There is a Chinese Proverb which states "A man who asks is a fool for five minutes. A man who never asks is a fool for life." It's a great motto to apply to your professional career – we can always learn from others around us and improve. Hopefully the five points I've discussed provide an answer to the first of many questions.

1. Never be afraid to ask questions - when you join a practice area, you are working with people who specialise in that field. They are interested in the work and will be pleased if you are too. There will always be occasions when people are short on time and unable to explain issues in detail, but if you show you are keen to learn, people will make time to help you. Don't worry about how questions will come across - it's ok not to know the answer to something. Nobody knows everything and that's why lawyers (and trainees) do research, so don't be afraid to ask if you don't understand.

2. Speak up about workload - particularly if you are in a large team with several partners; it’s likely that most colleagues won’t know your capacity and workload. This might mean people pass you work when you are already very busy on another matter. Never be afraid to tell them, people will be much happier if you are honest and say you will struggle to meet their deadline in advance rather than telling them at the last minute or, worse, missing the deadline all together. Equally, sometimes people can assume that everyone else in the team has given you work and not pass a task across to you. If you are quiet – speak up!

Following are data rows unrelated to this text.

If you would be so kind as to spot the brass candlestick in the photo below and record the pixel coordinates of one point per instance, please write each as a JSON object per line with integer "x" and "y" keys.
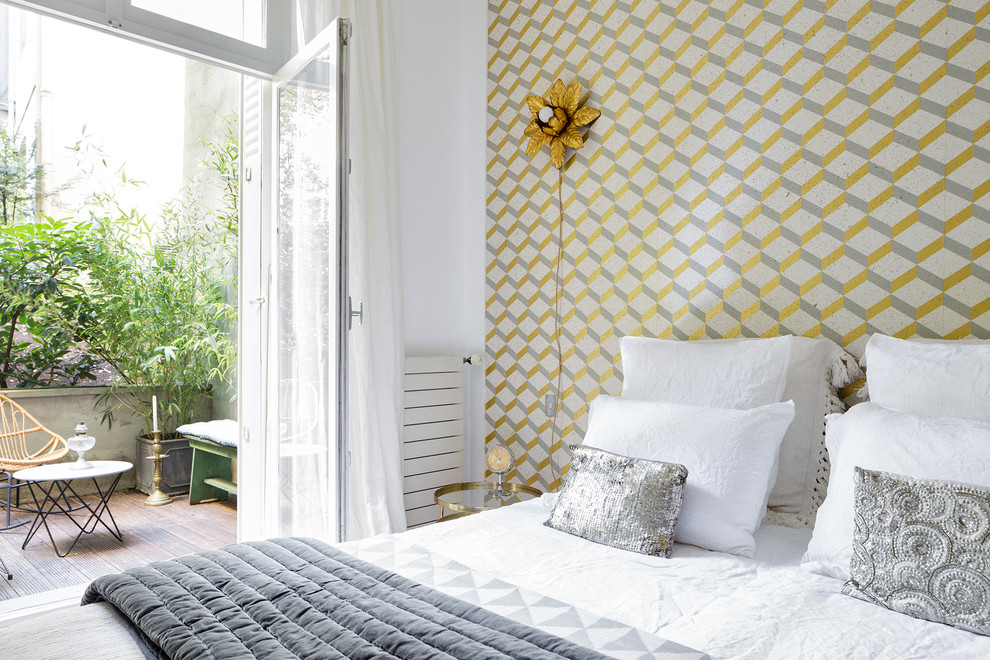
{"x": 157, "y": 497}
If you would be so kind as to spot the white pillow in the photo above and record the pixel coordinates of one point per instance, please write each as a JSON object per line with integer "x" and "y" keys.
{"x": 741, "y": 375}
{"x": 876, "y": 438}
{"x": 730, "y": 456}
{"x": 939, "y": 379}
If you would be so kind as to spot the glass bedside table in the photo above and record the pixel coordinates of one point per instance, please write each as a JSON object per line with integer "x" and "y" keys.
{"x": 457, "y": 500}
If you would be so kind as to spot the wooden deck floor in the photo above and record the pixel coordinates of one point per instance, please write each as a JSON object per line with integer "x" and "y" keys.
{"x": 150, "y": 534}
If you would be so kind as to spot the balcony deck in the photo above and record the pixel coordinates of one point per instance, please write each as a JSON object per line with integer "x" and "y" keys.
{"x": 150, "y": 534}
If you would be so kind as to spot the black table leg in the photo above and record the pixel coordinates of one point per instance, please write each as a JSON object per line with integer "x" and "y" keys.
{"x": 50, "y": 504}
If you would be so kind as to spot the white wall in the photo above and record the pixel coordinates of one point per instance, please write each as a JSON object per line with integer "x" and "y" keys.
{"x": 443, "y": 90}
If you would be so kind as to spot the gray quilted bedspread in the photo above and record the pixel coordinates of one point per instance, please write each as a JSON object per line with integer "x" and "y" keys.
{"x": 301, "y": 598}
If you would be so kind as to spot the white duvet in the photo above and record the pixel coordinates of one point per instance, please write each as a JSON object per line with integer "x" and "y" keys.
{"x": 727, "y": 606}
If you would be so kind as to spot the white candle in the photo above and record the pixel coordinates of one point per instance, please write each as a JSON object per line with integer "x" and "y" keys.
{"x": 154, "y": 413}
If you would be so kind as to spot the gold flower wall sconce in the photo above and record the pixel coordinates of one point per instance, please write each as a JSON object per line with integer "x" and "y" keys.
{"x": 556, "y": 120}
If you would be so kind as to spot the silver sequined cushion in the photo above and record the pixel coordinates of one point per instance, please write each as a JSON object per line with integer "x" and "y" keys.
{"x": 920, "y": 548}
{"x": 627, "y": 503}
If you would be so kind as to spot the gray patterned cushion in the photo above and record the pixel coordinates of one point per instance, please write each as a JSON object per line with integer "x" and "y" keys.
{"x": 919, "y": 548}
{"x": 627, "y": 503}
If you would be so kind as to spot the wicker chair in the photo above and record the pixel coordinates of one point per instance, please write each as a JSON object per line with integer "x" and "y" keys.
{"x": 24, "y": 443}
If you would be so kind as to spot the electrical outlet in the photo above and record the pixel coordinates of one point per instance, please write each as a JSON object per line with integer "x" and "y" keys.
{"x": 550, "y": 404}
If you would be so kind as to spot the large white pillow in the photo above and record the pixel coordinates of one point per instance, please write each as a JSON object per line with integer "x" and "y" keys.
{"x": 939, "y": 379}
{"x": 730, "y": 455}
{"x": 738, "y": 375}
{"x": 817, "y": 367}
{"x": 876, "y": 438}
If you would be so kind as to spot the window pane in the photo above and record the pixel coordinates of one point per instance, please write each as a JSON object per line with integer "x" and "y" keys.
{"x": 239, "y": 19}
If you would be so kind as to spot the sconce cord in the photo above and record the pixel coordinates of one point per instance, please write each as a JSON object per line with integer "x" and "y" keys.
{"x": 554, "y": 442}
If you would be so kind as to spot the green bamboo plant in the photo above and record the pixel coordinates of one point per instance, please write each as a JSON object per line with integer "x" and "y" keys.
{"x": 163, "y": 292}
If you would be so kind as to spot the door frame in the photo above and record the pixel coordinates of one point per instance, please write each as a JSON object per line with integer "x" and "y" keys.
{"x": 261, "y": 466}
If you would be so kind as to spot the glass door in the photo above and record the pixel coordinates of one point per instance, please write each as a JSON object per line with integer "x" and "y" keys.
{"x": 307, "y": 387}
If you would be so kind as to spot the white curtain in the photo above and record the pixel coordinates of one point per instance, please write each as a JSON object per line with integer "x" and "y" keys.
{"x": 374, "y": 489}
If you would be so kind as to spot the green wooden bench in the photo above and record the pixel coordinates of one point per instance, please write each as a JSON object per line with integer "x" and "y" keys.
{"x": 212, "y": 473}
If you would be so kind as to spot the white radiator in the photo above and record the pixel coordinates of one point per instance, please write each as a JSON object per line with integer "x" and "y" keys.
{"x": 433, "y": 433}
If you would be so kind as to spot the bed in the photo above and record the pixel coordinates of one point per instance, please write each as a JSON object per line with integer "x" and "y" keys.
{"x": 731, "y": 579}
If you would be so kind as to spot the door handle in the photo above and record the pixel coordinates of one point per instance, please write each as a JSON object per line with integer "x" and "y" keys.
{"x": 354, "y": 314}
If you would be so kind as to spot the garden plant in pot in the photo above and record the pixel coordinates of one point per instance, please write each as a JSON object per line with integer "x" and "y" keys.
{"x": 163, "y": 312}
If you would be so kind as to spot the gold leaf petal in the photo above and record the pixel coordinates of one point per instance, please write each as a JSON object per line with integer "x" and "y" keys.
{"x": 572, "y": 98}
{"x": 585, "y": 115}
{"x": 572, "y": 138}
{"x": 535, "y": 104}
{"x": 557, "y": 152}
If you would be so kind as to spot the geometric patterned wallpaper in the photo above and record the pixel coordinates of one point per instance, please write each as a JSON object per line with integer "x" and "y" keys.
{"x": 755, "y": 171}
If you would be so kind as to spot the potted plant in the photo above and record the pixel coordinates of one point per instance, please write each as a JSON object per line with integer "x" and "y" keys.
{"x": 162, "y": 297}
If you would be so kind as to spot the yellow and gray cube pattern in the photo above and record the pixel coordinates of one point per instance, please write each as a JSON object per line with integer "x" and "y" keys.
{"x": 816, "y": 168}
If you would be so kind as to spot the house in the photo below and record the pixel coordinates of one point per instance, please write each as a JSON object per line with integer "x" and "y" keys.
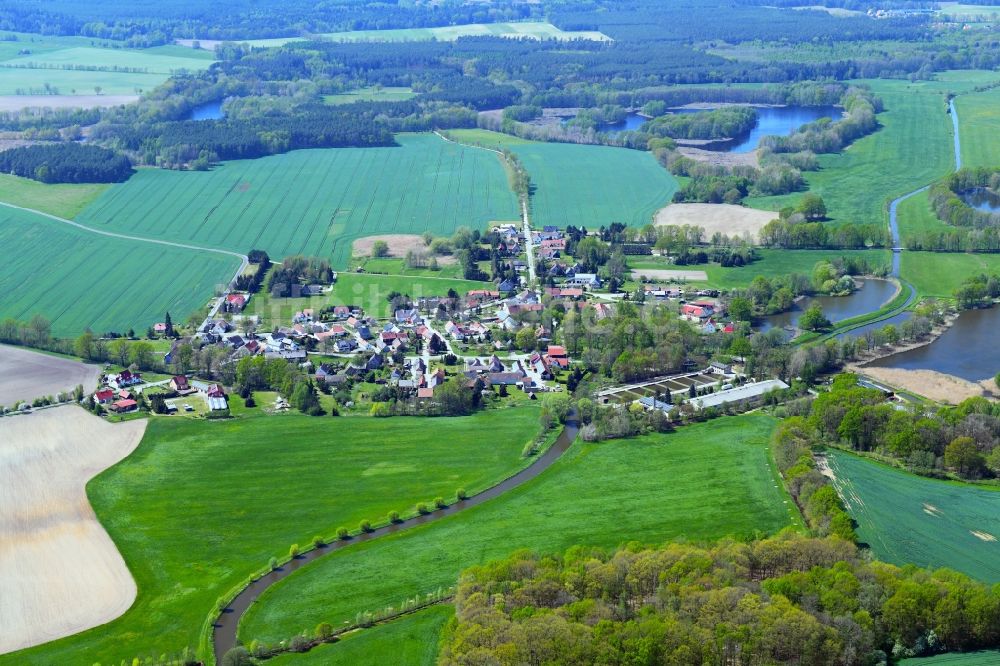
{"x": 235, "y": 303}
{"x": 123, "y": 406}
{"x": 587, "y": 280}
{"x": 104, "y": 397}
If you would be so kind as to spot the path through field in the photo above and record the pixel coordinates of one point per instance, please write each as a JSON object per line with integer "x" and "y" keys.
{"x": 59, "y": 570}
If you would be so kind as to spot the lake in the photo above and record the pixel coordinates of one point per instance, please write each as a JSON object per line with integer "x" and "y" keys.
{"x": 872, "y": 295}
{"x": 207, "y": 111}
{"x": 982, "y": 199}
{"x": 968, "y": 349}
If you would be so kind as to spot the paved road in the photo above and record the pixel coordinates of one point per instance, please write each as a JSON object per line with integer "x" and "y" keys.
{"x": 225, "y": 627}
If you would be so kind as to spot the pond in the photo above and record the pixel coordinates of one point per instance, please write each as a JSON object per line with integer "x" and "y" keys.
{"x": 872, "y": 295}
{"x": 207, "y": 111}
{"x": 982, "y": 199}
{"x": 968, "y": 349}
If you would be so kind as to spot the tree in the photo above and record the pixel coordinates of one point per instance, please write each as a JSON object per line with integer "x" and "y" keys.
{"x": 962, "y": 455}
{"x": 812, "y": 207}
{"x": 813, "y": 319}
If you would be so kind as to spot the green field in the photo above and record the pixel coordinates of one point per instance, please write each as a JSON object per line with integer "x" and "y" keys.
{"x": 531, "y": 30}
{"x": 910, "y": 519}
{"x": 913, "y": 148}
{"x": 410, "y": 640}
{"x": 700, "y": 483}
{"x": 371, "y": 94}
{"x": 81, "y": 280}
{"x": 586, "y": 185}
{"x": 938, "y": 274}
{"x": 62, "y": 200}
{"x": 979, "y": 127}
{"x": 200, "y": 506}
{"x": 314, "y": 202}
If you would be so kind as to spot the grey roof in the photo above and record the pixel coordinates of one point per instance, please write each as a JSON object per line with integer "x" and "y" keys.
{"x": 738, "y": 394}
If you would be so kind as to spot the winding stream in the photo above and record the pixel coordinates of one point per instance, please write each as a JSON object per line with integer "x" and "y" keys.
{"x": 225, "y": 628}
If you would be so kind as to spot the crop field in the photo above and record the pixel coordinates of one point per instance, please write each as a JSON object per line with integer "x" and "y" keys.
{"x": 372, "y": 94}
{"x": 586, "y": 185}
{"x": 410, "y": 640}
{"x": 979, "y": 128}
{"x": 913, "y": 148}
{"x": 530, "y": 30}
{"x": 700, "y": 483}
{"x": 930, "y": 523}
{"x": 314, "y": 202}
{"x": 80, "y": 280}
{"x": 938, "y": 274}
{"x": 62, "y": 200}
{"x": 200, "y": 506}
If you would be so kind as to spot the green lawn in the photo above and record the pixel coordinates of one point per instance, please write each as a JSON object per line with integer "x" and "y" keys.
{"x": 911, "y": 519}
{"x": 913, "y": 148}
{"x": 532, "y": 30}
{"x": 62, "y": 200}
{"x": 701, "y": 483}
{"x": 979, "y": 127}
{"x": 371, "y": 94}
{"x": 410, "y": 640}
{"x": 201, "y": 505}
{"x": 82, "y": 280}
{"x": 368, "y": 291}
{"x": 939, "y": 274}
{"x": 314, "y": 202}
{"x": 586, "y": 185}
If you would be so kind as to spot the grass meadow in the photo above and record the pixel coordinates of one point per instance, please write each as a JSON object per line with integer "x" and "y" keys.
{"x": 701, "y": 483}
{"x": 81, "y": 280}
{"x": 314, "y": 202}
{"x": 586, "y": 185}
{"x": 200, "y": 505}
{"x": 927, "y": 522}
{"x": 410, "y": 640}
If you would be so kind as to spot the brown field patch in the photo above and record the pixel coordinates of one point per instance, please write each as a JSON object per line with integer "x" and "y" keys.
{"x": 26, "y": 375}
{"x": 723, "y": 218}
{"x": 60, "y": 573}
{"x": 399, "y": 245}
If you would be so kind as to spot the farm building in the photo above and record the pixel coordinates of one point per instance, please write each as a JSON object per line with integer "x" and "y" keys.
{"x": 748, "y": 393}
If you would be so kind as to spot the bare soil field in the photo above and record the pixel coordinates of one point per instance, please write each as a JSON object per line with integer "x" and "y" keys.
{"x": 399, "y": 245}
{"x": 60, "y": 573}
{"x": 26, "y": 375}
{"x": 934, "y": 385}
{"x": 667, "y": 274}
{"x": 18, "y": 102}
{"x": 723, "y": 218}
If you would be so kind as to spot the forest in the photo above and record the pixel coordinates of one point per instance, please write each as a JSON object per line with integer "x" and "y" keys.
{"x": 785, "y": 600}
{"x": 66, "y": 163}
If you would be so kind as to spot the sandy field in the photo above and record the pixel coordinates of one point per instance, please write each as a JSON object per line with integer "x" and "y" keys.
{"x": 60, "y": 573}
{"x": 930, "y": 384}
{"x": 666, "y": 274}
{"x": 399, "y": 245}
{"x": 725, "y": 218}
{"x": 26, "y": 375}
{"x": 18, "y": 102}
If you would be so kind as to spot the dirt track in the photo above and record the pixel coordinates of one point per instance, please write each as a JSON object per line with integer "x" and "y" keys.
{"x": 60, "y": 573}
{"x": 26, "y": 375}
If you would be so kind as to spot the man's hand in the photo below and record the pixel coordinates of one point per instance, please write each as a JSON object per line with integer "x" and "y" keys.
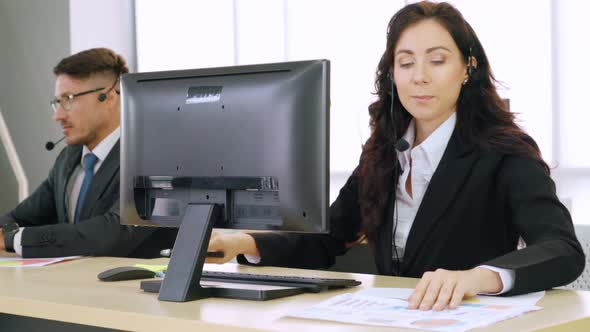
{"x": 443, "y": 288}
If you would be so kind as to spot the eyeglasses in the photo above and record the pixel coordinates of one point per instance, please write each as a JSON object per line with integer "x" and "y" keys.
{"x": 66, "y": 101}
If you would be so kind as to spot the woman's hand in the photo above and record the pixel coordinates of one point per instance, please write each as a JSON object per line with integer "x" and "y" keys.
{"x": 443, "y": 288}
{"x": 232, "y": 245}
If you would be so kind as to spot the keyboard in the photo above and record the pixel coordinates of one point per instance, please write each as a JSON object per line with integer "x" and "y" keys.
{"x": 312, "y": 284}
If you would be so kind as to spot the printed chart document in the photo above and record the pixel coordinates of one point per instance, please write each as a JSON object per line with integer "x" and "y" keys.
{"x": 33, "y": 262}
{"x": 388, "y": 307}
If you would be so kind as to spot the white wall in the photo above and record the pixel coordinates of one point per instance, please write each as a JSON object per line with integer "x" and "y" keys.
{"x": 31, "y": 45}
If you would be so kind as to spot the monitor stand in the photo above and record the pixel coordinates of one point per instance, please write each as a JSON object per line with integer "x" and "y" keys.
{"x": 183, "y": 275}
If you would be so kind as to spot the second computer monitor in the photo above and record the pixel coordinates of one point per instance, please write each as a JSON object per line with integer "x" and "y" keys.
{"x": 251, "y": 139}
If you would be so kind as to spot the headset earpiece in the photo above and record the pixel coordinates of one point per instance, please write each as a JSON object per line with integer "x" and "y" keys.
{"x": 470, "y": 66}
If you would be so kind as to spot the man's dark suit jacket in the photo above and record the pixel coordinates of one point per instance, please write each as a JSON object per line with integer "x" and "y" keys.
{"x": 99, "y": 233}
{"x": 475, "y": 208}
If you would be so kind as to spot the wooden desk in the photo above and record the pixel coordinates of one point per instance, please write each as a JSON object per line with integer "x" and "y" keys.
{"x": 69, "y": 292}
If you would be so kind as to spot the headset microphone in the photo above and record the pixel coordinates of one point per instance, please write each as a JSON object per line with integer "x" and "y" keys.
{"x": 50, "y": 145}
{"x": 402, "y": 145}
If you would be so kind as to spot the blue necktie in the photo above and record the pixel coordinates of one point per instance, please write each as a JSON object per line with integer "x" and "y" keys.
{"x": 89, "y": 162}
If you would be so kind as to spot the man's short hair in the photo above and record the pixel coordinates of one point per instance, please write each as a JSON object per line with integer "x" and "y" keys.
{"x": 92, "y": 61}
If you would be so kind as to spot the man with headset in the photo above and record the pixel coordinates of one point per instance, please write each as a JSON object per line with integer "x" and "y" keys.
{"x": 75, "y": 211}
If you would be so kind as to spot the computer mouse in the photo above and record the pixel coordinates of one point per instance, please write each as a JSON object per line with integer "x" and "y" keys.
{"x": 125, "y": 273}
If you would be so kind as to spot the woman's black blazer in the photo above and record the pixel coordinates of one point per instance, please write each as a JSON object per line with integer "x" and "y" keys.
{"x": 475, "y": 208}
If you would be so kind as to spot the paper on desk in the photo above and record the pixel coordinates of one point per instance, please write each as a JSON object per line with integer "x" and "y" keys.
{"x": 382, "y": 310}
{"x": 32, "y": 262}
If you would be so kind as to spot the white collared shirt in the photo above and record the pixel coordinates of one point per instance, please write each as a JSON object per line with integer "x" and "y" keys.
{"x": 101, "y": 151}
{"x": 424, "y": 159}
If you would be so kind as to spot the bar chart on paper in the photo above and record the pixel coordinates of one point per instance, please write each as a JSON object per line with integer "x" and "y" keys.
{"x": 357, "y": 308}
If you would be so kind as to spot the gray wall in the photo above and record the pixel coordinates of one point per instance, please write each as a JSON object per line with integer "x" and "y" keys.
{"x": 8, "y": 184}
{"x": 34, "y": 35}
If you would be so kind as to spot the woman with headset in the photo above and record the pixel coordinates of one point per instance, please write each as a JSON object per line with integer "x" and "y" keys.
{"x": 447, "y": 183}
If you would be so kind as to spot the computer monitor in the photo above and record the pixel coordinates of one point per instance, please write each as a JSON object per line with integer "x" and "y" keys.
{"x": 244, "y": 147}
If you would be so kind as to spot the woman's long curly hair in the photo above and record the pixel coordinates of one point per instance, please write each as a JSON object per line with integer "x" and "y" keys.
{"x": 483, "y": 118}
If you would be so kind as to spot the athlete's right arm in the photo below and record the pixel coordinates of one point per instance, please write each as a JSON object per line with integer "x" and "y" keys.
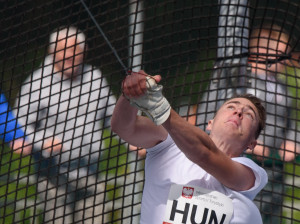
{"x": 136, "y": 130}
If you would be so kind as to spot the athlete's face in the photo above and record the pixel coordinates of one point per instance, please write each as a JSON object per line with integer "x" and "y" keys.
{"x": 68, "y": 56}
{"x": 237, "y": 120}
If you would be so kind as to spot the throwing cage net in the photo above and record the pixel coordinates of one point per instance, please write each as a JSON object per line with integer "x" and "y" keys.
{"x": 78, "y": 170}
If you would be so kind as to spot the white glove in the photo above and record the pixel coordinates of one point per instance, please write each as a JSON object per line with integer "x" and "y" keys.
{"x": 153, "y": 103}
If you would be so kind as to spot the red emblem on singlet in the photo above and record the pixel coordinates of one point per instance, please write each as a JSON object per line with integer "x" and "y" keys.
{"x": 187, "y": 192}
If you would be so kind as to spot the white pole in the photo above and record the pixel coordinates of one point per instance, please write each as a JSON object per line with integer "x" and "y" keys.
{"x": 136, "y": 34}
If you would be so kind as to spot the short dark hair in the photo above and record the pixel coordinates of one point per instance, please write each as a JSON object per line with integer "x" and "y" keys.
{"x": 260, "y": 108}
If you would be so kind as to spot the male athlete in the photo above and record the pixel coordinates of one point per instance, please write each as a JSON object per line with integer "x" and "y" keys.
{"x": 192, "y": 177}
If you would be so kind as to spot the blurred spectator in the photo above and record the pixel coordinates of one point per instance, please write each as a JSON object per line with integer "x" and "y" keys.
{"x": 65, "y": 105}
{"x": 10, "y": 131}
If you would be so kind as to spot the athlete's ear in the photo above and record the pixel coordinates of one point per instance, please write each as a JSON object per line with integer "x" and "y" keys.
{"x": 252, "y": 144}
{"x": 209, "y": 125}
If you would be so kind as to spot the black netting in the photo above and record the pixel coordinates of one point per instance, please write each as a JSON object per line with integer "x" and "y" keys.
{"x": 206, "y": 51}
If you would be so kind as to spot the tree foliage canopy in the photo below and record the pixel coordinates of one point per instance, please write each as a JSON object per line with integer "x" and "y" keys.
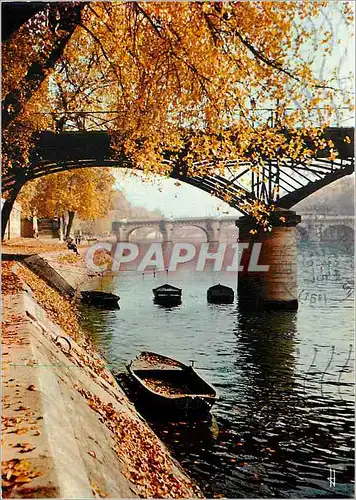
{"x": 185, "y": 77}
{"x": 87, "y": 192}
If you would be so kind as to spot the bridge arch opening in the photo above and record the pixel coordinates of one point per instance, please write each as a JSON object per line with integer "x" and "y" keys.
{"x": 190, "y": 233}
{"x": 146, "y": 233}
{"x": 338, "y": 233}
{"x": 229, "y": 233}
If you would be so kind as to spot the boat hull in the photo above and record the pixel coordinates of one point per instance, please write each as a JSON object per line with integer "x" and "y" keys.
{"x": 170, "y": 387}
{"x": 220, "y": 299}
{"x": 167, "y": 300}
{"x": 101, "y": 300}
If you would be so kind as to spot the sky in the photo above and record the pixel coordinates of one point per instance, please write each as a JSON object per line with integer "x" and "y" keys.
{"x": 187, "y": 201}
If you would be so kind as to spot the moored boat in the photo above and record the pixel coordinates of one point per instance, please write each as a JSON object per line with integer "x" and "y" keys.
{"x": 104, "y": 300}
{"x": 171, "y": 386}
{"x": 167, "y": 295}
{"x": 220, "y": 294}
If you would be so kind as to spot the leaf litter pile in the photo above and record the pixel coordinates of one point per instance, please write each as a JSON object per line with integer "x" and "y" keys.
{"x": 60, "y": 310}
{"x": 28, "y": 246}
{"x": 11, "y": 284}
{"x": 147, "y": 464}
{"x": 16, "y": 472}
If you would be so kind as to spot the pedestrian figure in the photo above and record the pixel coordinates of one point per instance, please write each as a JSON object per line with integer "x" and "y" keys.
{"x": 72, "y": 246}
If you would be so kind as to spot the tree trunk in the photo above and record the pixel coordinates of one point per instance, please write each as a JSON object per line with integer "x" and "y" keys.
{"x": 7, "y": 207}
{"x": 71, "y": 215}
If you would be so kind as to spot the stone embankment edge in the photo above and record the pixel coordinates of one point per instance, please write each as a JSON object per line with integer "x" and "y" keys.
{"x": 66, "y": 472}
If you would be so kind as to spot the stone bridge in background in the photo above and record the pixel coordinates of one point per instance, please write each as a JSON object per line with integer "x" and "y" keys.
{"x": 210, "y": 226}
{"x": 312, "y": 227}
{"x": 326, "y": 228}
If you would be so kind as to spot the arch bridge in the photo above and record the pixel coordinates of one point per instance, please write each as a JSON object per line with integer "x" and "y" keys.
{"x": 319, "y": 228}
{"x": 210, "y": 226}
{"x": 278, "y": 183}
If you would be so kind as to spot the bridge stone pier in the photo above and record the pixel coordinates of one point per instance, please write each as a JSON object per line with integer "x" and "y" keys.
{"x": 272, "y": 284}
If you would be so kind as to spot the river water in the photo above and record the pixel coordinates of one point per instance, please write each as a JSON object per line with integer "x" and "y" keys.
{"x": 284, "y": 423}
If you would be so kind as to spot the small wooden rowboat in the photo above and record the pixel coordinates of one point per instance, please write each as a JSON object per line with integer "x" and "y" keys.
{"x": 167, "y": 295}
{"x": 220, "y": 294}
{"x": 104, "y": 300}
{"x": 171, "y": 386}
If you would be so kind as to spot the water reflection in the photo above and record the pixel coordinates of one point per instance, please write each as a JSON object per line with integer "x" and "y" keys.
{"x": 282, "y": 420}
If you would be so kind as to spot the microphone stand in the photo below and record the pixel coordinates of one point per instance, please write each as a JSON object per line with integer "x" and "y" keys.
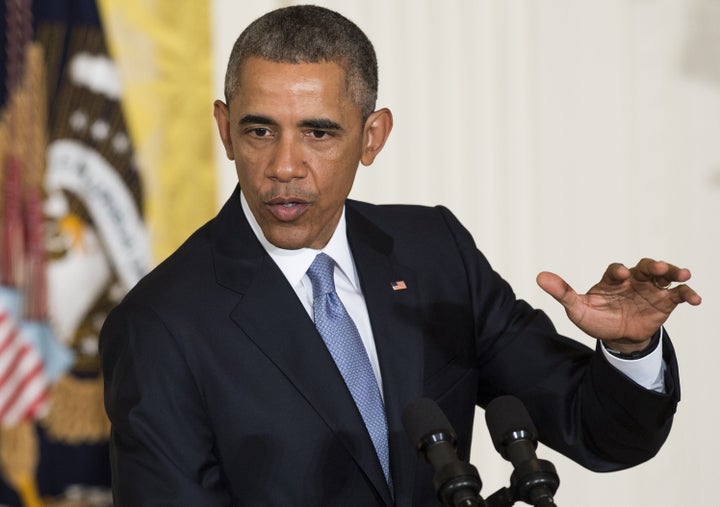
{"x": 533, "y": 482}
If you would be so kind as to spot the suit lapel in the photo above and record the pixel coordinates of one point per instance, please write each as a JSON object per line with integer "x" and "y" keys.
{"x": 393, "y": 316}
{"x": 287, "y": 336}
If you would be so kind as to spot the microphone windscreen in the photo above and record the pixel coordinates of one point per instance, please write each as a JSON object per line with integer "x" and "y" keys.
{"x": 506, "y": 415}
{"x": 424, "y": 417}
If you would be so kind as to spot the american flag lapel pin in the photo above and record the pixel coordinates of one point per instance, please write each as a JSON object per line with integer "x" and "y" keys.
{"x": 398, "y": 285}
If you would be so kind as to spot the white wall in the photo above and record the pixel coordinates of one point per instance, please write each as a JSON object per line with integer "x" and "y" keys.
{"x": 566, "y": 134}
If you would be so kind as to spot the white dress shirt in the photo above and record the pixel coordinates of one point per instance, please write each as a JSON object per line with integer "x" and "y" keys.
{"x": 648, "y": 371}
{"x": 295, "y": 263}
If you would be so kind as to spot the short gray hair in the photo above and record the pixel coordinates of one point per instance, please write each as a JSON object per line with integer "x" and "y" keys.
{"x": 309, "y": 34}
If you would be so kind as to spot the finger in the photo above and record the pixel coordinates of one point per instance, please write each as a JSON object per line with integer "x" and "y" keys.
{"x": 556, "y": 287}
{"x": 660, "y": 273}
{"x": 615, "y": 274}
{"x": 646, "y": 269}
{"x": 685, "y": 294}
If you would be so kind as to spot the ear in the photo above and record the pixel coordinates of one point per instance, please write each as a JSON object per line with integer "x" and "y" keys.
{"x": 376, "y": 131}
{"x": 222, "y": 118}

3. Get to know personalities in the team - everyone will have their own style of working. When people ask you to do a task, some will like a call, or a face-to-face chat to run through what you’ve found, while some prefer an email. When it comes to written work, some people prefer to see how you arrived at your answer (for example, what books and cases you looked at), whereas others like a short and concise answer. At the start of your seat, ask people what they would like, but as you work with them, you’ll begin to understand how everyone prefers to operate.

4. Think about the big picture - there will be a reason for everything you're asked you to do. An important step to being a valued member of the team is understanding how the task you are doing feeds into a wider project and what the next step might be. For example, if you are asked to research the answer to a client query, offer to draft an email to the client based on what you’ve found. Team members will appreciate you offering to go the extra mile, although they might not always take you up on the offer, it shows that you are actively thinking about what you are doing and how you can help.

5. Timescales and budgets are important - the main focus of everything we do is to provide a high-quality service to clients, that is good value for money. Often this means a price or budget for a piece of work will be agreed. If not, there will be an idea of what is a reasonable cost. It is always a good idea to ask roughly how long you should spend on a task before you start. The same applies for timescales – some questions need an answer straight away, whereas with others there might be less time pressure. If you have that discussion before you start, everyone knows what’s expected and it avoids any confusion.